From “November”, A Sand County Almanac by Aldo Leopold

“November is, for many reasons, the month for the axe. It is warm enough to grind an axe without freezing, but cold enough to fell a tree in comfort. The leaves are off the hardwoods, so that one can see just how the branches intertwine, and what growth occurred last summer. Without this clear view of treetops, one cannot be sure which tree, if any, needs felling for the good of the land.

“I have read many definitions of what is a conservationist, and written not a few myself, but I suspect that the best one is written not with a pen, but with an axe. It is a matter of what a man thinks about while chopping, or while deciding what to chop. A conservationist is one who is humbly aware that with each stroke he is writing his signature on the face of his land. Signatures of course differ, whether written with axe or pen, and this is as it should be.
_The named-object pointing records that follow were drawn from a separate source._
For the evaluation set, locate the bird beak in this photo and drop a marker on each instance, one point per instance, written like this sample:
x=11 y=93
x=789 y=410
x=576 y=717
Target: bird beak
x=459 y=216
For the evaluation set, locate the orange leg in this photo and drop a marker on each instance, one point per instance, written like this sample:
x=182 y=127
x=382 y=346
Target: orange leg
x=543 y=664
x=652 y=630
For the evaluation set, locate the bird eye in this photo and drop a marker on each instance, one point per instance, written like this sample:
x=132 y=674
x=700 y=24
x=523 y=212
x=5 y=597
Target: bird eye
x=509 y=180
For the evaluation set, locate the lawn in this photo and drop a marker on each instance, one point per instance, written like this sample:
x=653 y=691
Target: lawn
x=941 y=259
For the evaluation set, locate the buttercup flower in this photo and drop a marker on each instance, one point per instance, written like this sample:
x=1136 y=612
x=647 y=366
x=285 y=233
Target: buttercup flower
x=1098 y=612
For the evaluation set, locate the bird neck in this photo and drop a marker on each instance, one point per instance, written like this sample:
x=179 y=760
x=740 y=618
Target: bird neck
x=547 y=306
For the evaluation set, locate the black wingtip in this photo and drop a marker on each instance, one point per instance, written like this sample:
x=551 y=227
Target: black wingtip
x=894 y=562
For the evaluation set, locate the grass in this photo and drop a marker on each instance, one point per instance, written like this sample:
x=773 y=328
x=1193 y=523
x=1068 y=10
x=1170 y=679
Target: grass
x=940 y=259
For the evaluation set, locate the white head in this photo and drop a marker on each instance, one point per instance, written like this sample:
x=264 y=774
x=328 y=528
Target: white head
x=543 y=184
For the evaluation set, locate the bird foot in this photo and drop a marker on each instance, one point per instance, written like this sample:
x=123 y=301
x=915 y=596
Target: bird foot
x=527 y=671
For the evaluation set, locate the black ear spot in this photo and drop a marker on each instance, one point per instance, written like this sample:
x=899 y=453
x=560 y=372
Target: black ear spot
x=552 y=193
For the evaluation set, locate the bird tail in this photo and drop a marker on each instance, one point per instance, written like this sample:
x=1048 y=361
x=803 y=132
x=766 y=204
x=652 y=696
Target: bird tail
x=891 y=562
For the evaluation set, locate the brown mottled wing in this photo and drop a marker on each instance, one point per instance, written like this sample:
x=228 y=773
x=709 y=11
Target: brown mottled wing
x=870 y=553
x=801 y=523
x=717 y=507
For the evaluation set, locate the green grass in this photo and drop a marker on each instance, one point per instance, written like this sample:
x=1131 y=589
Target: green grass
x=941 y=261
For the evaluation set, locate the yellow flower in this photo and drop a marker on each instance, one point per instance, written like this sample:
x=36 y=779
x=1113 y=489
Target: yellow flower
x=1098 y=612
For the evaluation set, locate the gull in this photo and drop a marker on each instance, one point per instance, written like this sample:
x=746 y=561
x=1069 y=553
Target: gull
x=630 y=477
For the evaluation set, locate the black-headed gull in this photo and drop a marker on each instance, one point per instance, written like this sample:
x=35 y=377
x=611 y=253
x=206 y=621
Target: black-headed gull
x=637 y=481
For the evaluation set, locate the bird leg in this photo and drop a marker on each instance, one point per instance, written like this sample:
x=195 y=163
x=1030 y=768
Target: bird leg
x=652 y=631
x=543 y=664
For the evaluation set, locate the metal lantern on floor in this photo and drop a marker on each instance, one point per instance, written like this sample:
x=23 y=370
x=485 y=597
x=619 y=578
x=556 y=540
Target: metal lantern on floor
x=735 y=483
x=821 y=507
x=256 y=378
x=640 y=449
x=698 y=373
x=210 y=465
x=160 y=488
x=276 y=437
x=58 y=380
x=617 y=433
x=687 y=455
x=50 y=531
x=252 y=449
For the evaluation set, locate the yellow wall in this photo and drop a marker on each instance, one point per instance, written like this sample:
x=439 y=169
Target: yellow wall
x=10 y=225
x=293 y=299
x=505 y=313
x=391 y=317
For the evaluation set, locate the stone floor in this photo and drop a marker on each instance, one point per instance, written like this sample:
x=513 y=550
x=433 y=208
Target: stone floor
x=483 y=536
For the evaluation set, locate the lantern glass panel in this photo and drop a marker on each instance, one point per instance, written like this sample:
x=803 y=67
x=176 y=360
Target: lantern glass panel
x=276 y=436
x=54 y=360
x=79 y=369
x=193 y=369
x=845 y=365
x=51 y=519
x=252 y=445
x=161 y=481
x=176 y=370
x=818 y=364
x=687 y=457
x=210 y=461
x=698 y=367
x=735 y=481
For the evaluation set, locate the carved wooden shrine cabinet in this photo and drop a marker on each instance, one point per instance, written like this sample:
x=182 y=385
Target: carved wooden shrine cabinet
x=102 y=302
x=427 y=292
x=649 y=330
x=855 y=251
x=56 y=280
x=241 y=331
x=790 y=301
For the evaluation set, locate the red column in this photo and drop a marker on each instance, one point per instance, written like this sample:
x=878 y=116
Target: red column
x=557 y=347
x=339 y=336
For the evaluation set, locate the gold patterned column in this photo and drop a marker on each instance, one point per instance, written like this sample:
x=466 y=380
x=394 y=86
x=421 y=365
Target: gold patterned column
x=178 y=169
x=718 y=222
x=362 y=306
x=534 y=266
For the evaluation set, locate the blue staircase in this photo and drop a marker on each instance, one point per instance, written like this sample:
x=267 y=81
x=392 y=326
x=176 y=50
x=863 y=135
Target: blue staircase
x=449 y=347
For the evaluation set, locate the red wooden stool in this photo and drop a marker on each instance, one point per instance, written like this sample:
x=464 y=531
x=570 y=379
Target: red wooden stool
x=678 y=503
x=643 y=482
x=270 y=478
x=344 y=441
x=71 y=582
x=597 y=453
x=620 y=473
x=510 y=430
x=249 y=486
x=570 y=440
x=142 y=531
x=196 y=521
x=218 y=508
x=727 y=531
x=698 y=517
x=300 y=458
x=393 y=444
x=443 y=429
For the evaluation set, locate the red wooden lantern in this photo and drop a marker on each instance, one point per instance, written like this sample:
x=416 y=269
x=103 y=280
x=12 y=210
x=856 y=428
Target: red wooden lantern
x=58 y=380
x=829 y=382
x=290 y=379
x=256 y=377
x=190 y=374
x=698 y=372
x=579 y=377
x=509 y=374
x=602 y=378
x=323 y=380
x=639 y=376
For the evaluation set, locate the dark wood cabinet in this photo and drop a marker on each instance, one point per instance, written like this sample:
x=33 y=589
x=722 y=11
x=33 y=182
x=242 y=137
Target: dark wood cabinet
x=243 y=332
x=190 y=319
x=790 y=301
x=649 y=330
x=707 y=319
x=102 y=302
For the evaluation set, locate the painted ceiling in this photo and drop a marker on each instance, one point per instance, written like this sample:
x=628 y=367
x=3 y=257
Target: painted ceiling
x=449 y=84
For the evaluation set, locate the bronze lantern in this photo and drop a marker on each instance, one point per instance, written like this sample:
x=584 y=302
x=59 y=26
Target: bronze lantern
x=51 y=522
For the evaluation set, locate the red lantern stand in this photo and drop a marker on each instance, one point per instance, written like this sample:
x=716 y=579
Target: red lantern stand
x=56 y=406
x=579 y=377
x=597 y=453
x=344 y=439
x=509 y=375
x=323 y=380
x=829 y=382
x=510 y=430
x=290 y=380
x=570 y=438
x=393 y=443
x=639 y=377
“I find it disconcerting to analyze, ex post facto, the reasons behind my own axe-in-hand decisions. I find, first of all, that not all trees are created free and equal. Where a white pine and a red birch are crowding each other, I have an a priori bias; I always cut the birch to favor the pine. Why?

“Well, first of all, I planted the pine with my shovel, whereas the birch crawled in under the fence and planted itself. My bias is thus to some extent paternal, but this cannot be the whole story, for if the pine were a natural seedling like the birch, I would value it even more. So I must dig deeper for the logic, if any, behind my bias.

“The birch is an abundant tree in my township and becoming more so, whereas pine is scarce and becoming scarcer; perhaps my bias is for the underdog. But what would I do if my farm were further north, where pine is abundant and red birch is scarce? I confess I don't know. My farm is here.

“The pine will live for a century, the birch for half of that; do I fear that my signature will fade? My neighbors have planted no pines but all have many birches; am I snobbish about having a woodlot distinction? The pine stays green all winter, the birch punches the clock in October; do I favor the tree that, like myself, braves the winter wind? The pine will shelter a grouse but the birch will feed him; do I consider bed more important than board? The pine will ultimately bring ten dollars a thousand, the birch two dollars; have I an eye on the bank? All of these possible reasons for my bias seem to carry some weight, but none of them carries very much.

“So I try again, and here perhaps is something; under this pine will ultimately grow a trailing arbutus, an Indian pipe, a pyrola, or a twin flower, whereas under the birch a bottle gentian is about the best to be hoped for. In this pine a pileated woodpecker will ultimately chisel out a nest; in the birch a hairy will have to suffice. In this pine the wind will sing for me in April, at which time the birch is only rattling naked twigs. These possible reasons for my bias carry weight, but why? Does the pine stimulate my imagination and my hopes more deeply than the birch does? If so, is the difference in the trees, or in me?

“The only conclusion I have ever reached is that I love all trees, but I am in love with pines.

“As I said, November is the month for the axe, and, as in other love affairs, there is skill in the exercise of bias.”